Former President Abdulla Yameen Abdul Gayoom has said that the Bank of Maldives (BML) is at imminent risk due to repeatedly issuing large sums of money to cover government expenditure.

While seated in the audience during a People’s National Front (PNF) rally on Thursday night, Yameen said BML’s board should work to ensure that the bank is not excessively exposed to risk and that it is not a venture lender. BML should not be exposed to such risk, he said.

Yameen alleged that the bank recently released nearly a billion Rufiyaa to the government after its Risk Assessment Department had advised against such action.

“The Risk Assessment Department has definitively told us not to do this. The bank has already lent MVR 600 million to pay the salaries of state employees,” Yameen said.

The biggest risk in lending so much money to the government as a single client is that there is nothing to be done to recover the money if the government does not repay it, the former president—often cited, even by critics, for his keen economic and financial insight—outlined.

“The state won’t take the government to court, and the bank cannot sue. The MMA won’t underwrite this lost money,” he said, driving the point home.

According to Yameen, every day that the government does not recover the money is a day that prevents BML from recovering more money by issuing loans.

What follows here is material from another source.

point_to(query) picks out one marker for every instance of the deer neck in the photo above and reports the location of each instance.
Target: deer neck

Yameen, citing his experience as a former BML board member, said that if the bank’s risk assessment department flags something, their direction needs to be followed.

“But here we are, because there are political people on the board now, the board has done it [lent huge sums to the government as a single client],” he said.

“That is not the way a responsible board of a bank should act,” the former president said.

Yameen’s statements come amid reports that the government took an MVR 800 million loan from BML in the form of Treasury bills (T-bills) to pay public sector salaries this month. Details about the terms of the loan, including its duration and interest rates, have not yet been disclosed, and neither BML nor the Ministry of Finance has commented on the issue.

Experts attribute the government’s need for short-term borrowing due to cash flow challenges exacerbated by recent domestic policies, with analysts noting that current fiscal management has placed a heavy burden on public finances.